Troy was standing on the floor about ten feet beyond the end of the pool. Next to
him a warden had already taken the buoyancy bag, opened it, and adroitly separated
the gold bars and the lead weights from the information discs. As Carol’s eyes adjusted
to the dim light around her, she saw that the warden was now loading the gold on a
small platform sitting on top of tank treads about a foot above the floor. Immediately
thereafter, the warden placed the information discs and the lead weights on two other
platforms. A carpet that had been lying inconspicuously over against the wall on the
left then rose up, apparently activated the treads under the platform, and directed
them toward a nearby hallway leading out of the room.

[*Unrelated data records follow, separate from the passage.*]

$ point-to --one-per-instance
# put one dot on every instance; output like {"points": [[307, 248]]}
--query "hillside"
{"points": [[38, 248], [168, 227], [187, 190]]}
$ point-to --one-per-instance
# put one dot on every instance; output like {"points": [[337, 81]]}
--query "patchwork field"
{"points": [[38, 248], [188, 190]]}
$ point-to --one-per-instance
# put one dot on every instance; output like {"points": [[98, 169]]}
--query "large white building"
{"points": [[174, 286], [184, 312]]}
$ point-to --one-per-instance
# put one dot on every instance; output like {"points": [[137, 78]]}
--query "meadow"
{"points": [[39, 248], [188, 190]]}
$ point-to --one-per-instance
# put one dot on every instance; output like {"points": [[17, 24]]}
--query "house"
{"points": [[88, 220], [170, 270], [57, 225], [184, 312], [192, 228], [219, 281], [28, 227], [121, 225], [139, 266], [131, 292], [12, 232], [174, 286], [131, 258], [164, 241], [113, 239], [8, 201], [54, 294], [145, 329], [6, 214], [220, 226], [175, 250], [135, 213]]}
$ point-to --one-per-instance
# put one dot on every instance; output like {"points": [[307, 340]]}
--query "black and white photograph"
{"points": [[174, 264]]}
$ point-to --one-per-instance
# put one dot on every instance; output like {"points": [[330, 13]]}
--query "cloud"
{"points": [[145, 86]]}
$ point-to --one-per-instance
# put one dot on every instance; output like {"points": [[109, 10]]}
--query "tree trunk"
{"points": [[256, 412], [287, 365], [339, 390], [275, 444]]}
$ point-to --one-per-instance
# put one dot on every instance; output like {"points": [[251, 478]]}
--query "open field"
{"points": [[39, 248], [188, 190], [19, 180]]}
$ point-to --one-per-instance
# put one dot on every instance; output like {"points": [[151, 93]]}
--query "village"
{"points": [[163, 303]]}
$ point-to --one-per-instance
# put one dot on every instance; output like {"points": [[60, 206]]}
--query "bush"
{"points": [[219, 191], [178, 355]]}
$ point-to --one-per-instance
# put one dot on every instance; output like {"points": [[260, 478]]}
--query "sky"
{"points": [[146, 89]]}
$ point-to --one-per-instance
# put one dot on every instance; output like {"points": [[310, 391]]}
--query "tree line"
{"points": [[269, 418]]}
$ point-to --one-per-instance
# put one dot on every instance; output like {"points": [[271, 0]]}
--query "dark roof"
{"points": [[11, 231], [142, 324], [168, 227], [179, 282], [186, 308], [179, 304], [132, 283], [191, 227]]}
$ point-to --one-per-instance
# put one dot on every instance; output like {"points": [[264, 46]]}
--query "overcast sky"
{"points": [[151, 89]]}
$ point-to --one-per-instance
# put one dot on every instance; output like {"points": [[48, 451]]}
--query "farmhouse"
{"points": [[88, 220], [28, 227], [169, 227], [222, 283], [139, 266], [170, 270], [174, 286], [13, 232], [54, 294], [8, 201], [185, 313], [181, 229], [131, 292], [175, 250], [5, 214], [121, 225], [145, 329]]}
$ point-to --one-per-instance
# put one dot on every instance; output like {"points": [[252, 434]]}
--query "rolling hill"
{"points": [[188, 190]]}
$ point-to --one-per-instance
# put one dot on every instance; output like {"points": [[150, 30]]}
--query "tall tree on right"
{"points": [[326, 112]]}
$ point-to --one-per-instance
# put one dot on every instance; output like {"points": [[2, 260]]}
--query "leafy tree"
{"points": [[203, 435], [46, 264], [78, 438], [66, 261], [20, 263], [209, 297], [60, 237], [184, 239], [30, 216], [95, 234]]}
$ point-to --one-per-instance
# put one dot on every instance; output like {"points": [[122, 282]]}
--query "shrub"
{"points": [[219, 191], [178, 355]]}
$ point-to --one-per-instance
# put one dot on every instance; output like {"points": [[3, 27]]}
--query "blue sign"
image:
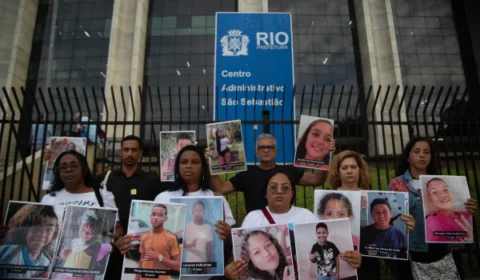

Carol pulled off her mask and finished removing her diving gear. She was in a medium-sized
room somewhat like the ones she and Troy had encountered at the beginning of her last
dive. The curved wall partitions were coloured black and white. There was a small
window to the ocean next to the splash pool on her left. The ceilings were low and
tight, only a couple of feet above her head, giving her a feeling of claustrophobia.
So here I am again
, she thought,
back in Wonderland. This time I will take plenty of pictures
. She photographed the procession of the carpet and three platforms just as it disappeared
from the room. She then changed lenses and took a dozen quick close-up pictures of
the warden standing next to Troy. It had the same amoebalike central body as the one
she had confronted the day before, but there were only five implements sticking out
of its upper half. The warden had probably been customized for the particular job
of taking the objects from the trio.